2. The master chasm has an island of unaffected dungeon in a wide spot
at a
random place; equivalently, it forks and rejoins in one area.
3. There is a secondary chasm that runs from a random point along the
master
chasm, wraps at a random dungeon border, and ends at the master chasm
at a
usually-different random point. This chasm is narrower than the master
chasm.
4. As in 3, but the master chasm also has an island as in 2, generally
away
from either of the endpoints of the secondary chasm.

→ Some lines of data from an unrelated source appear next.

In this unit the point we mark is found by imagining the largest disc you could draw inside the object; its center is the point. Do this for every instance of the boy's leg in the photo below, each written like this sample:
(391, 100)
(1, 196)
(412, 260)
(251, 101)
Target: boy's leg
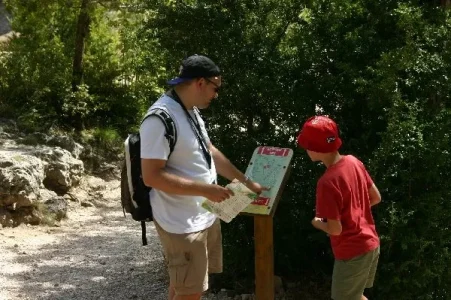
(186, 259)
(373, 269)
(350, 277)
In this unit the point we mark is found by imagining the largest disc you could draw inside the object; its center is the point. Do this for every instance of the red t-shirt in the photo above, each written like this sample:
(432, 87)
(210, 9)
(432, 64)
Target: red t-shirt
(342, 194)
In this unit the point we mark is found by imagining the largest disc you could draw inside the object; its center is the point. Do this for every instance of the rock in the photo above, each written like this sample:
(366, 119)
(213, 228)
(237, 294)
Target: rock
(21, 176)
(45, 195)
(62, 170)
(86, 204)
(6, 219)
(57, 207)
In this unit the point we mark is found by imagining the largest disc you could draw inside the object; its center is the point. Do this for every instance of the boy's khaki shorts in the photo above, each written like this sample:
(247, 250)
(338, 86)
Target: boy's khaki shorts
(190, 257)
(351, 277)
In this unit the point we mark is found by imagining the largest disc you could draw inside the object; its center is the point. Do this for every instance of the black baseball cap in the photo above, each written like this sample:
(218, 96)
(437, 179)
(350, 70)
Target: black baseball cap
(196, 66)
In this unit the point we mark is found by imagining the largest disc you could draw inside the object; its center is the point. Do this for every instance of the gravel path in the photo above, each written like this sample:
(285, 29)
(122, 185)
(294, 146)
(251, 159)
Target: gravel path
(94, 254)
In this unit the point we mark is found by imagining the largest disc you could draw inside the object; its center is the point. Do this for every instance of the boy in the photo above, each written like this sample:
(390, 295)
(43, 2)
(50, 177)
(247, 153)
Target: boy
(344, 197)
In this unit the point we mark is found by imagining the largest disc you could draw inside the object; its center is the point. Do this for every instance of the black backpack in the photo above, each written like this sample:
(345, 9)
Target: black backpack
(134, 193)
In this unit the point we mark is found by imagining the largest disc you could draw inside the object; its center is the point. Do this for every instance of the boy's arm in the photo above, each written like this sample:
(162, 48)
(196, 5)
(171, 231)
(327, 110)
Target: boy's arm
(375, 195)
(331, 227)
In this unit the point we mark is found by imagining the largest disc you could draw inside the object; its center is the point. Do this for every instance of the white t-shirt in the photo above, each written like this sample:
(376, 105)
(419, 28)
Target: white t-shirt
(177, 213)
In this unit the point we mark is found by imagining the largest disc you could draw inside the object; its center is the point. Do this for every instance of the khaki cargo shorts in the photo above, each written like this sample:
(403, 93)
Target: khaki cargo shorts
(190, 257)
(351, 277)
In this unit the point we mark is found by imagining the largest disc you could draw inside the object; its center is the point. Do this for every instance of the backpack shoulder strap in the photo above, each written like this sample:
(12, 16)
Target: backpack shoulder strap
(169, 124)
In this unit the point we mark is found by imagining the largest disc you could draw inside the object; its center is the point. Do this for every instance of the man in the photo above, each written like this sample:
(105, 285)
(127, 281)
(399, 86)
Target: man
(190, 235)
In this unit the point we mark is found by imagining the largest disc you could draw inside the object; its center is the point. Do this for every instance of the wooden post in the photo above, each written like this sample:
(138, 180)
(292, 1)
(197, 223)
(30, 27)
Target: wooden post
(264, 258)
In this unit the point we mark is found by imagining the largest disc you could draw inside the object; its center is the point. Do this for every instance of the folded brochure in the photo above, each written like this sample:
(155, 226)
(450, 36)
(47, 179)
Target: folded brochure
(228, 209)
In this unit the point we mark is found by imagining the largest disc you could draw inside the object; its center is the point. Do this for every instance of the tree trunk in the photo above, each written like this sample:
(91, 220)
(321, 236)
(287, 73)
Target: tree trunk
(82, 31)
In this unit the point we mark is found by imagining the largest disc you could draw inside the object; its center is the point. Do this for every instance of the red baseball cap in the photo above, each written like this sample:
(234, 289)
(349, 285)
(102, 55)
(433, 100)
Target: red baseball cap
(319, 134)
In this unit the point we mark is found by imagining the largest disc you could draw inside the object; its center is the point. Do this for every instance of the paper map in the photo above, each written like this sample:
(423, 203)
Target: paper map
(230, 208)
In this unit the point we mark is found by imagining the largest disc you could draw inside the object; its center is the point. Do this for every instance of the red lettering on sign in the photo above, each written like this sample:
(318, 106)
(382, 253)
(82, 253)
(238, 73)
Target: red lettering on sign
(266, 150)
(261, 201)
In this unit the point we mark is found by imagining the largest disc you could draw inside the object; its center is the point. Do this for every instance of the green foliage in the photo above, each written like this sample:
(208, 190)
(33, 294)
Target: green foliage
(380, 68)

5. As in 3, plus there's a tertiary chasm, narrower still, that joins a
random point of the secondary chasm to a random point of the primary
chasm, without wrapping. The latter point is generally not near
either of
the secondary chasm's endpoints. A triangular island is generally the
result, bounded by sections of all three chasms, one on each side.
If only the master chasm is created, or if num-chasms > 1, then if any
master
chasm runs north-south, ENE-WSW, or ESE-WNW, the dungeon gains an
:ewblocked
true mapping, and if any master chasm runs in any other direction the
dungeon
gains an :nsblocked true mapping. If a secondary chasm is created both
mappings are created. Exception: neither mapping is created if the
template
is a wall or a floor square. These keys interact with build/create-rpm
when
one wants chasms to inhibit wrapping as much as possible and then only
artificially inhibit rooms/passages from wrapping to the extent that
chasms
inhibited it.
Arguments:
d - dungeon to modify
num-chasms - see above. Optional. Defaults to 1.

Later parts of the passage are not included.